Alright, here's the skinny. The universe is much much larger than 92 billion light years. But the region we can see is around that number. Also, you have it all wrong for the expansion rate of the universe. The expansion is more like stretching. No matter where you are (that's an approximation), you would see a length x expand by the same amount after a time t. You seem to be thinking of it like there's some border expanding away from us, when really it's the space everywhere that's just getting larger. This is a cumulative effect; the farther away things are, the faster they seem to expand away from us because there is more space in between to be stretched.

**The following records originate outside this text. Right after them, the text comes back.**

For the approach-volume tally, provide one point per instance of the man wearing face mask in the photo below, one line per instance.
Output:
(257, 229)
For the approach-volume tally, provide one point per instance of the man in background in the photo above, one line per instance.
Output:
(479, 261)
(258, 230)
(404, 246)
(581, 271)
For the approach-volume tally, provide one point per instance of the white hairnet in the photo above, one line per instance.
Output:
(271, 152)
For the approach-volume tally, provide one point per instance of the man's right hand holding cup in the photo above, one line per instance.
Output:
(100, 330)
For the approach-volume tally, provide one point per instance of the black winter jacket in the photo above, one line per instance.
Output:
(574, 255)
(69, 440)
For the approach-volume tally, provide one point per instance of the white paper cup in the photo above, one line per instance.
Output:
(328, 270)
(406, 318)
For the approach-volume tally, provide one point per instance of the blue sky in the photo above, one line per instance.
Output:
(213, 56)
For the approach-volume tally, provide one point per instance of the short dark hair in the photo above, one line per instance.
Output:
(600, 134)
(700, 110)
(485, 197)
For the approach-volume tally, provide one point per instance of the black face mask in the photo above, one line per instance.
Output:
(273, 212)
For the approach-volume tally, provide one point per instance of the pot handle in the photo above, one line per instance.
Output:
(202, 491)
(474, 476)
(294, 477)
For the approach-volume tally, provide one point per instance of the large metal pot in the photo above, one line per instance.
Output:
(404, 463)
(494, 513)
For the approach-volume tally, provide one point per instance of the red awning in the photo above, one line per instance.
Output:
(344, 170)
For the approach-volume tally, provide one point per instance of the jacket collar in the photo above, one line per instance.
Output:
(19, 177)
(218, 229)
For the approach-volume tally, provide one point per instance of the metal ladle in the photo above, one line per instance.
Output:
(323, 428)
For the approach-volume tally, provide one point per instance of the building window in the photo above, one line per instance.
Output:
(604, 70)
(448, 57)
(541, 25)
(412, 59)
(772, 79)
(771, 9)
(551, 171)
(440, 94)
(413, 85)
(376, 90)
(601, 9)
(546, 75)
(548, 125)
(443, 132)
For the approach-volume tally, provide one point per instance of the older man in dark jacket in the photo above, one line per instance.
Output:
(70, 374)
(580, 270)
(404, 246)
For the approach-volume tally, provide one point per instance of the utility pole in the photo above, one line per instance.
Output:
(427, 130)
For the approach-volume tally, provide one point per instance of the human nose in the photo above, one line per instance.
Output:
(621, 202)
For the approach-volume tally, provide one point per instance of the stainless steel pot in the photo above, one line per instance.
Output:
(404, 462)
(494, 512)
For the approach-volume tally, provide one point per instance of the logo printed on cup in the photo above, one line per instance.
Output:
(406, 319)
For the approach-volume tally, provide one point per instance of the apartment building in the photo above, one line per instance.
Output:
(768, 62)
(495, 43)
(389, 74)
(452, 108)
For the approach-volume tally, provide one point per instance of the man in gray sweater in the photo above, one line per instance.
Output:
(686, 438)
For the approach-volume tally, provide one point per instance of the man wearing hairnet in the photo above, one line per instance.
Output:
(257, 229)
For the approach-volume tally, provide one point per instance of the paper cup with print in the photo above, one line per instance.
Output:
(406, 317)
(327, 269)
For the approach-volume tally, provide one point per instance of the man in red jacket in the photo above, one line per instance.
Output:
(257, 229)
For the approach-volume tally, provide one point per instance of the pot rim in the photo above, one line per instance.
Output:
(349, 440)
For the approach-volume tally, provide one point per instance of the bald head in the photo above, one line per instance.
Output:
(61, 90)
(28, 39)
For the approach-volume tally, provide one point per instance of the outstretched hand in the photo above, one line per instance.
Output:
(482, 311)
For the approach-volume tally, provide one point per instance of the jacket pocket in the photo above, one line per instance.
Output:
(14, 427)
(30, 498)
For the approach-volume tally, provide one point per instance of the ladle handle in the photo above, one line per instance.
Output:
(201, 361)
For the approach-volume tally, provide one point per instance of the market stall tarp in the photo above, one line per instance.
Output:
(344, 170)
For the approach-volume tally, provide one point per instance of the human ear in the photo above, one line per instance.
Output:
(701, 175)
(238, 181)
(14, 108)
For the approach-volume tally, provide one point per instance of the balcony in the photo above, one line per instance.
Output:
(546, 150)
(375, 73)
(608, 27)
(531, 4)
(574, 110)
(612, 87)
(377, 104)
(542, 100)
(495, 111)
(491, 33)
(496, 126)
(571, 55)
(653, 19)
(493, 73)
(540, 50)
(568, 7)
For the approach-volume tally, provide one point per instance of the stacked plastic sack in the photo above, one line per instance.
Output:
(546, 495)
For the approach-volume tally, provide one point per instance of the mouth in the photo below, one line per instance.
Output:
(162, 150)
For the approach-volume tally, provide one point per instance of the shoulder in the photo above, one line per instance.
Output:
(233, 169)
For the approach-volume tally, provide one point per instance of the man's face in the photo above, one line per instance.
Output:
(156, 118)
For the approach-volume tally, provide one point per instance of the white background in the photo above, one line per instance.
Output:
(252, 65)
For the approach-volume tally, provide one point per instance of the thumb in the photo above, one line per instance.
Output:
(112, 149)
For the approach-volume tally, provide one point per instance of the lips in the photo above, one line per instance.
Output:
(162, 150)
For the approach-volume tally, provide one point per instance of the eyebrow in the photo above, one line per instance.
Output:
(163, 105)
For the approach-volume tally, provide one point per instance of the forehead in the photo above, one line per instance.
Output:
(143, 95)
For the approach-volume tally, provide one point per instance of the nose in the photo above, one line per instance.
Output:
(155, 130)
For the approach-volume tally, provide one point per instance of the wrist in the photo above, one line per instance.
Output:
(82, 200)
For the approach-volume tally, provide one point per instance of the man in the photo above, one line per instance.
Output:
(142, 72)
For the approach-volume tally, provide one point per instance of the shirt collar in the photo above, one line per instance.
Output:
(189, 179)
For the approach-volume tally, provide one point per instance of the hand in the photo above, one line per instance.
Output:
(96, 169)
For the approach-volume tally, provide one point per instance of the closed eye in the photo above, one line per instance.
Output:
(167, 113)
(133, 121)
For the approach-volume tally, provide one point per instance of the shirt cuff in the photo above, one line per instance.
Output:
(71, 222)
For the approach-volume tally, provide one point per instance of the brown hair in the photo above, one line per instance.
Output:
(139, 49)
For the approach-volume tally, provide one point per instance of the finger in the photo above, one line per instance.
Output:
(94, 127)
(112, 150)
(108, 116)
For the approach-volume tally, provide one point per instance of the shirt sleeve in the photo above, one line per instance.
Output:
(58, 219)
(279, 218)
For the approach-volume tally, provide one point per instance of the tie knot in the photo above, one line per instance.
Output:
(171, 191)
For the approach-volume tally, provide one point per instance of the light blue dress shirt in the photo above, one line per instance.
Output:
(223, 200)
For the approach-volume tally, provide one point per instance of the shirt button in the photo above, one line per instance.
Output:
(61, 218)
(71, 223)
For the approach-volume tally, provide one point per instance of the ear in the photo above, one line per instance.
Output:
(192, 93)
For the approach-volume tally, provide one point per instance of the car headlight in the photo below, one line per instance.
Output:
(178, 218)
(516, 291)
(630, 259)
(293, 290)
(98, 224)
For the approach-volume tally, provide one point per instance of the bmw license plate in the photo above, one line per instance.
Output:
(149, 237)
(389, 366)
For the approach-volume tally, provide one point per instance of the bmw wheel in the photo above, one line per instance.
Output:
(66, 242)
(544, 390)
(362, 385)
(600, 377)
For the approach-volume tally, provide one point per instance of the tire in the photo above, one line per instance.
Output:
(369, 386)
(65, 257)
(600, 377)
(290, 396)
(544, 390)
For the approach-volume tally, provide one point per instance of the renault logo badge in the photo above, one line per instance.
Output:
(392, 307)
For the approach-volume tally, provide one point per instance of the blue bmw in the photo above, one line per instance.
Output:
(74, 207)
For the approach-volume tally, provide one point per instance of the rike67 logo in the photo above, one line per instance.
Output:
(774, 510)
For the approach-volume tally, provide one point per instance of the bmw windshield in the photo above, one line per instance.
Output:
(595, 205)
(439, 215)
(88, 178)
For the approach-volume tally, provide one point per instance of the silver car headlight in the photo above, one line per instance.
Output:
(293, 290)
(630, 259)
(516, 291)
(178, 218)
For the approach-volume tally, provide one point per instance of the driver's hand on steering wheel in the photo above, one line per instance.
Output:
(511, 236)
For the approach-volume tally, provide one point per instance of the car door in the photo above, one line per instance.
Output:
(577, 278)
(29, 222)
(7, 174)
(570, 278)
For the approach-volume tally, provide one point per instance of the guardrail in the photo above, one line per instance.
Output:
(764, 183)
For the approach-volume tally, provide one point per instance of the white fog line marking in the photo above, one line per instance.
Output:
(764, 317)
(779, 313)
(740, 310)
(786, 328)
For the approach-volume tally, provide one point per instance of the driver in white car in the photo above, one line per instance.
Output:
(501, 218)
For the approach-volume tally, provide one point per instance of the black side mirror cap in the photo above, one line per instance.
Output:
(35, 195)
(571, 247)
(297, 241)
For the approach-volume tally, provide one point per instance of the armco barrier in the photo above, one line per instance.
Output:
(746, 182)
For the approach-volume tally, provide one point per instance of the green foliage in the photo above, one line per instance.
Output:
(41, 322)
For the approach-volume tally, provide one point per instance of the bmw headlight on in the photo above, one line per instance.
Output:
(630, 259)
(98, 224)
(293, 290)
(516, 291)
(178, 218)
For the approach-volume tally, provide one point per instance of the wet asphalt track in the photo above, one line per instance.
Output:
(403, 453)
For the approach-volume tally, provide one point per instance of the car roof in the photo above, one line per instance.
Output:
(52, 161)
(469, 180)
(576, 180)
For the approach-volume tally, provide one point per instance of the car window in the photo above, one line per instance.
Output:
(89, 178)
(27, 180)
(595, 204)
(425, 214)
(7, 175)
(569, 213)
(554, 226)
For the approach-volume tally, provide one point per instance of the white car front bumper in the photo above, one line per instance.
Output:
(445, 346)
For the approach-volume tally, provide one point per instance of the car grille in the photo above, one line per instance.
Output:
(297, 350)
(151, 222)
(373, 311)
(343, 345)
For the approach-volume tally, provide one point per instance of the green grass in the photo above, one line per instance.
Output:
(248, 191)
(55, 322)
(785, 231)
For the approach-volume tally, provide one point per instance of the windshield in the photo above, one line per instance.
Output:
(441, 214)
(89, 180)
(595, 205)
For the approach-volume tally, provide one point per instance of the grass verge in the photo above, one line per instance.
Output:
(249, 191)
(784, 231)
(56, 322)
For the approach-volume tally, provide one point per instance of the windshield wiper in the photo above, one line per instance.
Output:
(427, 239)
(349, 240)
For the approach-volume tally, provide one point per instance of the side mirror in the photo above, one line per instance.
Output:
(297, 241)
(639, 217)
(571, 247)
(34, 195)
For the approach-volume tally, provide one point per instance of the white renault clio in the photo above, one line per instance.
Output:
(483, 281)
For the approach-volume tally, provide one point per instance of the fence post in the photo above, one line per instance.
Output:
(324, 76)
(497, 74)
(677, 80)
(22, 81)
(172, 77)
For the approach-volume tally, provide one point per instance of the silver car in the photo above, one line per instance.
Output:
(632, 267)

The current rate of expansion is called the Hubble Rate. It is estimated at around 500 km/s/Mpc (Mpc is megaparsec). Or, alternatively, 160km/s per million light years. That means that every second a distance that was $1000000ly$ becomes a distance of $(1000000+1.691\times10^{-11})ly$. Now, you say the observable universe is 92 billion light years across. Then the farthest reaches are 46 billion light years away. This means that every second, somewhere around 7.4 million kilometers are added to that space. Technically, that means that objects at the edge of the visible universe are receding faster than the speed of light, but they are not moving faster than light.
If I were moving faster than light, you could stand next to me as I pass and it would look like I'm going faster than light. However, these objects at the edge of the observable universe are not moving faster than light. If I positioned myself next to them, they would not be moving at all. Their motion with respect to space, to me, to anything near them is not above the speed of light, it is simply that more distance is added between them and us each second than light could traverse.
Place a beam of light at that distance travelling away from us. To us, the beam of light would be travelling at $c$ plus the speed due to expansion. So no matter what, the objects out that far are not moving faster than light.
The point here is twofold. First, the expansion rate is not a definite speed; it is a speed per set distance length. And second, nothing is actually moving faster than light ever; space makes things recede faster than light, but space isn't really moving either.